In recent years, numerous studies have focused on the impact of various forms of exercise on NAFLD (Nam et al., 2023; Hejazi and Hackett, 2023; Chun, 2023). Research has highlighted the effects of aerobic exercise and resistance training in improving liver health and overall metabolic function in NAFLD patients. Nam et al. (2023), in a systematic review of 11 studies, explored the effects of different exercise modalities on intrahepatic lipid (IHL), alanine aminotransferase (ALT), body mass index (BMI), and insulin resistance (IR) in patients with NAFLD. Their findings indicate that aerobic exercise can significantly improve IHL and ALT levels. However, a critical review of these studies reveals a predominant focus on aerobic and resistance exercises, with a noticeable lack of comprehensive examination of other exercise modalities. Furthermore, these studies often combined the effects of different exercise interventions without directly comparing their efficacy. This indicates a gap in the literature, underscoring the need for more detailed comparative studies on various exercise forms in the management of NAFLD.

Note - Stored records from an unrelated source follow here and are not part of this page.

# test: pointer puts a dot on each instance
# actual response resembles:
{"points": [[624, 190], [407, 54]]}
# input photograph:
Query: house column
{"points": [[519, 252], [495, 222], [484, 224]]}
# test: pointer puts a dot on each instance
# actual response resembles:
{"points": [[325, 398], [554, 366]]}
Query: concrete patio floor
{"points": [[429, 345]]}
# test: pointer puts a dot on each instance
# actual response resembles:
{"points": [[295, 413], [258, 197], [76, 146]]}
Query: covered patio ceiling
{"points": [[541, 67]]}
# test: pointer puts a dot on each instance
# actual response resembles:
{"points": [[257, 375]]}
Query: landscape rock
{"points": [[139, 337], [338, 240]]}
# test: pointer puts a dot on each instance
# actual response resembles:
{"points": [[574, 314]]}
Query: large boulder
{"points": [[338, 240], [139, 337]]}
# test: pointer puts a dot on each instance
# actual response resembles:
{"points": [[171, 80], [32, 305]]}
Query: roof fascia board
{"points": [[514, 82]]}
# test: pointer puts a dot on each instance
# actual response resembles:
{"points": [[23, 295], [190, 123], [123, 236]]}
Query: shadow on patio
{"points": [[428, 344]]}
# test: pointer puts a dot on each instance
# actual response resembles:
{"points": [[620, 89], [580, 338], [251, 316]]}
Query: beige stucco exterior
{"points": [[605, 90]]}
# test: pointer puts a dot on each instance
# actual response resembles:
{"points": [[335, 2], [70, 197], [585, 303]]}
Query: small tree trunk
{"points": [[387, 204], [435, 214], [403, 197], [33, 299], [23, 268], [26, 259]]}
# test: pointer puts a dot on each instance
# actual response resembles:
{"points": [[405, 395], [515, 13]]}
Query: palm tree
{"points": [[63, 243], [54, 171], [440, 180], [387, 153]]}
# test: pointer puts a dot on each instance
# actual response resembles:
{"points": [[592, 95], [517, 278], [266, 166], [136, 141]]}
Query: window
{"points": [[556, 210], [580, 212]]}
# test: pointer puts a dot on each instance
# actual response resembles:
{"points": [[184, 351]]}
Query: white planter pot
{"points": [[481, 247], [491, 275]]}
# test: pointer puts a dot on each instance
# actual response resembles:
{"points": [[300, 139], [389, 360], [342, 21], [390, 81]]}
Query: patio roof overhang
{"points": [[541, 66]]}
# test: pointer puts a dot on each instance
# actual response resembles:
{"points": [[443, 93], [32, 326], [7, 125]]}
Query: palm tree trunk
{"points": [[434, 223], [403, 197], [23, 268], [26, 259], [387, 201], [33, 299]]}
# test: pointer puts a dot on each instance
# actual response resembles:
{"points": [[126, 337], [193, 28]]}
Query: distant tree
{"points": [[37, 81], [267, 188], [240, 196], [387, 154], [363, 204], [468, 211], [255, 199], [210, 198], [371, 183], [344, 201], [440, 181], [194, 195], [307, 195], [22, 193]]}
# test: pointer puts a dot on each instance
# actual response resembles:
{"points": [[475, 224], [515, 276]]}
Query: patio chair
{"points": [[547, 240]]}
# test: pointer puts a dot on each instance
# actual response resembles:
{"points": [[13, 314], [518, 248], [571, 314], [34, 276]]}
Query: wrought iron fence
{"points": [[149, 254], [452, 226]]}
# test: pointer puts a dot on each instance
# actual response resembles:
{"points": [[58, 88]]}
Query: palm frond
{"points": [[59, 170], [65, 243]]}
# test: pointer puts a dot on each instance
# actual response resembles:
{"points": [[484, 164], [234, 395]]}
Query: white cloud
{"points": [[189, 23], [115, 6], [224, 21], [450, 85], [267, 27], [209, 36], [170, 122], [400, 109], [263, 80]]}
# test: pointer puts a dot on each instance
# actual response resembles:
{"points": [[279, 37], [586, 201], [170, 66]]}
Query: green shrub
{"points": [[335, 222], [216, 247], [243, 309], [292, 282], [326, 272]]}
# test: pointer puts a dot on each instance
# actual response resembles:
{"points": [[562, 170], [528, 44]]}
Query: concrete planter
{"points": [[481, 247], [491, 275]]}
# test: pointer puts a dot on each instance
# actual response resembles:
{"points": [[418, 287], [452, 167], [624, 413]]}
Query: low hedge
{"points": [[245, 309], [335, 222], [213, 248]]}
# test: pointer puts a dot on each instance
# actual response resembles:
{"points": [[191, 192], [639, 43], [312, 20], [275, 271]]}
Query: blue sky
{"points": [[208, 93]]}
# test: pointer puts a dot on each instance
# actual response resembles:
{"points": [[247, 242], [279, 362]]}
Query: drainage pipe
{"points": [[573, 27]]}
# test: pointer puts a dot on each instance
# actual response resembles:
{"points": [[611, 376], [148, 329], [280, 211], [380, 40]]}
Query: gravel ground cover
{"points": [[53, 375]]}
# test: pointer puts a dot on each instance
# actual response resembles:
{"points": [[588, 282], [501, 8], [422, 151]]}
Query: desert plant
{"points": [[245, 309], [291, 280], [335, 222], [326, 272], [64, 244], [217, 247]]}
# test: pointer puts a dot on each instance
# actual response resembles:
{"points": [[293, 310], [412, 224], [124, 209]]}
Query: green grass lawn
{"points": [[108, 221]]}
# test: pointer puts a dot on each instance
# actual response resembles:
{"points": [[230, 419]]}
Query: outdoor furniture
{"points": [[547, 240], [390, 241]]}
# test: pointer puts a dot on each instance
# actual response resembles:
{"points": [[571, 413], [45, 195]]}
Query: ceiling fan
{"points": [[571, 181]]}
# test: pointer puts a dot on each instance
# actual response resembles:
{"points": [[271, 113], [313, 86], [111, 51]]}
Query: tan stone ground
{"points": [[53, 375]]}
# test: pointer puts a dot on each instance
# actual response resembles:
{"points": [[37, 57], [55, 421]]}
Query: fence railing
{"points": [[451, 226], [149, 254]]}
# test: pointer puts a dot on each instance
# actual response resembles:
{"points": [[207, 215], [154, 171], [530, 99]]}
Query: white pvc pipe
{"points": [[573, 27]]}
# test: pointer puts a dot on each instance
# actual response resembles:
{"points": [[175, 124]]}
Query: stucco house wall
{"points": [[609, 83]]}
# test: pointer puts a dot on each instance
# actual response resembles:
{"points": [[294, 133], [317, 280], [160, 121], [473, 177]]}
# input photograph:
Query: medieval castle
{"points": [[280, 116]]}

Liver function and lipid biomarkers serve as common indicators for evaluating the severity of NAFLD and associated metabolic abnormalities (Wong et al., 2018). Within lipid metabolism indicators, total cholesterol (TC), triacylglycerol (TG), and low-density lipoprotein cholesterol (LDL-C) are commonly utilized to assess the severity of NAFLD and its close association with metabolic abnormalities (Wong et al., 2018; Vilar-Gomez and Chalasani, 2018). Low levels of high-density lipoprotein cholesterol (HDL-C) are frequently observed in lipid metabolism disorders (Fan et al., 2011) and are closely linked to the progression of NAFLD (Feng et al., 2020; Mato et al., 2019). Aspartate aminotransferase (AST) and ALT serve as sensitive indicators of hepatic cell damage (Senior, 2012), while sustained elevation of gamma-glutamyl transferase (GGT) may indicate progression to chronic hepatitis and is an important marker for identifying NAFLD (Kunutsor, 2016; Ha et al., 2022). BMI is considered the most commonly used measure for defining obesity and overweight populations across various genders and age groups (Daniels, 2009). Due to the close relationship between obesity and NAFLD, there are studies suggesting that BMI might be an important method for identifying NAFLD (Camhi et al., 2011). In summary, in our study, we selected eight outcome indicators closely related to NAFLD and aimed to provide relatively effective exercise modalities for adult NAFLD patients through network meta-analysis.

2 Methods

This study adheres to the Preferred Reporting Items for Systematic Reviews and Meta-Analyses (PRISMA) guidelines (Moher et al., 2010), with the research protocol prospectively registered in the PROSPERO database (https://www.crd.york.ac.uk/PROSPERO/, CRD42024526332).

2.1 Search strategy

The literature search was conducted using Web of Science, EMBASE, PubMed, SCOPUS, and China National Knowledge Infrastructure (CNKI) databases up to December 15, 2023, to identify randomized controlled trials. Keywords such as “exercise,” “obesity,” “lifestyle,” “physical activity,” “aerobic,” “liver,” and “NAFLD” were combined using the “OR” operator. Specific search strategies included.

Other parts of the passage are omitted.